Par une décision n°16/2017 du 13 décembre 2017, la chambre disciplinaire de première instance a prononcé la sanction du blâme à l’encontre du Dr A.
Par une requête enregistrée le 8 janvier 2018, le Dr A demande à la chambre disciplinaire nationale de l’ordre des médecins :
1° d’annuler cette décision ;
2° de rejeter la plainte de Mme B.
Il soutient que :
- les premiers juges ont inexactement apprécié les faits de la cause ;
- le périmètre crânien du nourrisson de Mme B a augmenté de façon tout à fait normale entre la consultation du 16 septembre 2016 et celle du 15 novembre suivant qui est la dernière où il a vu l’enfant ;
- l’enfant n’a jamais été hypotonique, ne présentait pas de fontanelle bombée ni de macrocrânie et il n’a jamais observé de « regard en coucher de soleil », tout au plus un strabisme léger signalé par la mère, qui ne pouvait être considéré comme alarmant en l’absence de tout autres signe clinique ;
- le résumé du compte-rendu opératoire du CHU du 27 décembre 2016 indique que l’augmentation du périmètre crânien avait augmenté de 7 cm durant le 4ème mois de vie ;
- il ne saurait donc lui être reproché de n’avoir pas assuré des soins consciencieux et dévoués comme l’impose l’article R. 4127-32 du code de la santé publique.
Par un mémoire enregistré le 6 mars 2018, Mme B conclut au rejet de la requête.
Elle soutient que :
- le Dr A suivait sa fille et l’a vue cinq fois à partir de sa naissance ;
- elle l’a alerté sur le strabisme de l’enfant et le Dr A a noté que sa boîte crânienne avait grossi de 5 cm en un mois ;
- devant ces symptômes, le Dr A aurait dû l’orienter vers un spécialiste ou aux urgences comme l’a fait le pédiatre qu’elle a consulté ensuite ;
- cette négligence dans la prise en charge et l’erreur de diagnostic justifient une sanction.
1
CHAMBRE DISCIPLINAIRE NATIONALE DE L’ORDRE DES MEDECINS […]
Vu les autres pièces du dossier.
Vu :
- le code de la santé publique, notamment le code de déontologie médicale figurant aux articles R. 4127-1 à R. 4127-112 ;
- le code de justice administrative.
Les parties ont été régulièrement averties du jour de l’audience.
Ont été entendus au cours de l’audience publique du 29 octobre 2020 :
- le rapport du Dr Bohl ;
- les observations de Me Campergue pour le Dr A et celui-ci en ses explications ;
- les observations de Mme B.
Le Dr A a été invité à reprendre la parole en dernier.
APRES EN AVOIR DELIBERE,
Considérant ce qui suit :
1. Mme B a donné naissance le 15 août 2016 à une petite fille, M, dont le suivi a été assuré par le Dr A, médecin traitant de Mme B. Après les consultations des 22 et 31 août 2016 de surveillance pondérale à la sortie de la maternité, le Dr A a reçu en consultation la mère et l’enfant les 16 septembre, 15 octobre et 15 novembre suivants, la consultation du 15 décembre 2016 ayant été assurée par un autre praticien du cabinet, le Dr D.
2. Mme B a consulté le 19 décembre un pédiatre qui a constaté une macrocrânie chez l’enfant et l’a adressée immédiatement au service de neurochirurgie du CHU de Rouen pour un scanner, réalisé le même jour.

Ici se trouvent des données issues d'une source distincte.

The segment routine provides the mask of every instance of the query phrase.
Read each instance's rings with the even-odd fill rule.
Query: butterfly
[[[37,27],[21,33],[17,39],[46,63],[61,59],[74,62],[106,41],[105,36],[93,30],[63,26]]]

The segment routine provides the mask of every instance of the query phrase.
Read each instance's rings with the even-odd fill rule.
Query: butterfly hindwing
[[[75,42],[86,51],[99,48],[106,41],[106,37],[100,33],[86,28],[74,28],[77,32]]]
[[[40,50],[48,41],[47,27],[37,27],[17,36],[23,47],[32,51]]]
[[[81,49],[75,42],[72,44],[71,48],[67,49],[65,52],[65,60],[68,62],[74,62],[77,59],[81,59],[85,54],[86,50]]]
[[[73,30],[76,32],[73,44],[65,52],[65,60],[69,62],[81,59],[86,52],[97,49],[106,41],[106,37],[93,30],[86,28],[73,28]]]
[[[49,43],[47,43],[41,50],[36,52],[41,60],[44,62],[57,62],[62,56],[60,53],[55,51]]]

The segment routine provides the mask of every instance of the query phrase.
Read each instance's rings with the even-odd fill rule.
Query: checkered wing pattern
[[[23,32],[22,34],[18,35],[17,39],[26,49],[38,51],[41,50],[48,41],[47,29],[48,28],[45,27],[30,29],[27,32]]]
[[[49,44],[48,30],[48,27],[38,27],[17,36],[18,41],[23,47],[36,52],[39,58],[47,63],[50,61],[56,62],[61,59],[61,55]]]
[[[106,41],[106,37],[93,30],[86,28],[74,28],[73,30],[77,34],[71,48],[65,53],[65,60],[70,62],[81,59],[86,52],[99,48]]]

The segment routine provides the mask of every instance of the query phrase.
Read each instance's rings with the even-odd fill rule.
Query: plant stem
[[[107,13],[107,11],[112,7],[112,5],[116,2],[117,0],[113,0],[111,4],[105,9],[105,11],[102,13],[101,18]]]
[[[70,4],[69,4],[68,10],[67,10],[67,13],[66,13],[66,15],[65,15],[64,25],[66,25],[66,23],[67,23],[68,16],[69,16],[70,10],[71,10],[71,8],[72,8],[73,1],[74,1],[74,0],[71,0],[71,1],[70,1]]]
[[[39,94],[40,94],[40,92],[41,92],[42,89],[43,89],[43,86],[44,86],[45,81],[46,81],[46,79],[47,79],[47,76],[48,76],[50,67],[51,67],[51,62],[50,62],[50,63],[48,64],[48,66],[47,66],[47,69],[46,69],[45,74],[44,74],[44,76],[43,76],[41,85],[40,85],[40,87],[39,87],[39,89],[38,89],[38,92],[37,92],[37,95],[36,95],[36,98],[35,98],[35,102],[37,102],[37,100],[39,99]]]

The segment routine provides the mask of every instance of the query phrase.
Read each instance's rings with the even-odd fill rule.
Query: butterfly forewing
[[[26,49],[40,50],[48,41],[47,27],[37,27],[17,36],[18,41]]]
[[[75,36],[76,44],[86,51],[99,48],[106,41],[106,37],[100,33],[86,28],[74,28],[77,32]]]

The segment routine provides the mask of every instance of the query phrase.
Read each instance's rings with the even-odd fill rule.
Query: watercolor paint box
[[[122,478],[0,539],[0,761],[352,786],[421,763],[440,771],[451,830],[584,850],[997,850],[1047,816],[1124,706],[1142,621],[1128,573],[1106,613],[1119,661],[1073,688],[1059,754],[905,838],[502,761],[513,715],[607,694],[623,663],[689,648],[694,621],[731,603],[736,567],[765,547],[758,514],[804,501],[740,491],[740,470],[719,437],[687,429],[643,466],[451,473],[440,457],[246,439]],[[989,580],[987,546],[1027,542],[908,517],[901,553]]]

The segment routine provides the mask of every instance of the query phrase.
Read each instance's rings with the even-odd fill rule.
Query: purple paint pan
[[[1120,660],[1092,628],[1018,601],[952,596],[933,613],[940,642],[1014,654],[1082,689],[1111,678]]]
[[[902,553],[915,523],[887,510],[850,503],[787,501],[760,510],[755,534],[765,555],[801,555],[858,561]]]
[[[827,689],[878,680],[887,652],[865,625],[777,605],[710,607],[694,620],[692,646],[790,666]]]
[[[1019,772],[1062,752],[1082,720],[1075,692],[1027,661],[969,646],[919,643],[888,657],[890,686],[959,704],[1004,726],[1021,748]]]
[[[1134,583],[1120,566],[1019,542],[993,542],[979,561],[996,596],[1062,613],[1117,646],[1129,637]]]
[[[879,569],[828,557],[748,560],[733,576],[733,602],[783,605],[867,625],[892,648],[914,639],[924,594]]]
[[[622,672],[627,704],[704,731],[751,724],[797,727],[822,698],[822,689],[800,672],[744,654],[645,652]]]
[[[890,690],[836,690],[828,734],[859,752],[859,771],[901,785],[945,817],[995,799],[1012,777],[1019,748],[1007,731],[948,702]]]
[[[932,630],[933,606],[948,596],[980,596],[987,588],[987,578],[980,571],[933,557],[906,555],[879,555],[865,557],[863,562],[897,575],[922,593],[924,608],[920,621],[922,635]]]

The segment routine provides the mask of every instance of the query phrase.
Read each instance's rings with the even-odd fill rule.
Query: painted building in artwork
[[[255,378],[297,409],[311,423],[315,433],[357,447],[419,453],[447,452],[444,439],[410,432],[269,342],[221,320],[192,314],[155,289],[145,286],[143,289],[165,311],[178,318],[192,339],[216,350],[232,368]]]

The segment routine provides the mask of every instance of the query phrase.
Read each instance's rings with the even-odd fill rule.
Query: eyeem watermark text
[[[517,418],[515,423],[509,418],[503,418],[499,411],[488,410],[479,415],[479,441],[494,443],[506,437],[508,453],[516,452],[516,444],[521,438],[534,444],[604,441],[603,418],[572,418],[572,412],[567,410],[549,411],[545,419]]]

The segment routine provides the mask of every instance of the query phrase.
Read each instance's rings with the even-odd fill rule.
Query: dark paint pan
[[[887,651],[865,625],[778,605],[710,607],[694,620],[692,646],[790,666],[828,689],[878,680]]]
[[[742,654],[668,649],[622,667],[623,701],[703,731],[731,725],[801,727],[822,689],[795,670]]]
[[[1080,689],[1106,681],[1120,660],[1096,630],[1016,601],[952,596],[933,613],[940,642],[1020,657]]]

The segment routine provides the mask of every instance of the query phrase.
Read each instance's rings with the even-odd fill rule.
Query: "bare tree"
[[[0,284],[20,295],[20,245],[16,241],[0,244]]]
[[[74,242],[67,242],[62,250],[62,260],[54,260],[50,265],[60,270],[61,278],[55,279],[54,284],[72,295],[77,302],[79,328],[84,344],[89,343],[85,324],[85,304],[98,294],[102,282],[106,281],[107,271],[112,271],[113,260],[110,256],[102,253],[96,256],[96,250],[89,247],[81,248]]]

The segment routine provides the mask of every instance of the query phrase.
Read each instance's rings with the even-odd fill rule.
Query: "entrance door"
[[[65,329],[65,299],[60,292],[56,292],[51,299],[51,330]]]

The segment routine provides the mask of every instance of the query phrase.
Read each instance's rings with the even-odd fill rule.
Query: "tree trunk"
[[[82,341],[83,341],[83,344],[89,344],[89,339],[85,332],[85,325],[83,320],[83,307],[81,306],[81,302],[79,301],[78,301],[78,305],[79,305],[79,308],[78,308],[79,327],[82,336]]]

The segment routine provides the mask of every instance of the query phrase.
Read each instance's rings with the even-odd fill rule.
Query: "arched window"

Le scanner a mis en évidence une volumineuse lésion de la fosse postérieure responsable d’une hydrocéphalie avec hypertension intra-crânienne (HTIC) majeure. L’enfant est décédée le 21 décembre à l’issue d’une tentative de résection suivie d’une hémorragie massive et d’une probable embolie gazeuse.
3. Il résulte de l’instruction, notamment des mentions du carnet de santé et des dossiers médicaux que le développement de l’enfant était bon. En particulier, le diamètre crânien de M a évolué de façon normale et cohérente avec son âge et son poids durant les trois premiers mois, y compris entre le 15 octobre et le 15 novembre contrairement à ce qu’ont estimé les premiers juges, où il a augmenté de 3,5 cm, ainsi qu’il ressort des mentions portées sur le carnet de santé de l’enfant. Ainsi que le relève le compte-rendu opératoire du CHU du 27 décembre 2016, ce n’est qu’au cours du quatrième mois qu’une augmentation inquiétante de 7 cm, dissociée de la taille et du poids, a été constatée.
4. Si l’enfant présentait un léger strabisme, signalé par la mère et relevé par le Dr A au cours du deuxième ou troisième mois, ce n’est que lors de l’examen clinique par le pédiatre le 19 décembre qu’est relevé le symptôme du « regard en coucher de soleil ». Il ne saurait donc être reproché au Dr A de n’avoir pas orienté l’enfant vers un spécialiste ou un service d’urgence lorsqu’il a constaté le strabisme qui ne présentait à ce stade aucun caractère inquiétant et pouvait traduire un retard dans l’acquisition de l’oculomotricité.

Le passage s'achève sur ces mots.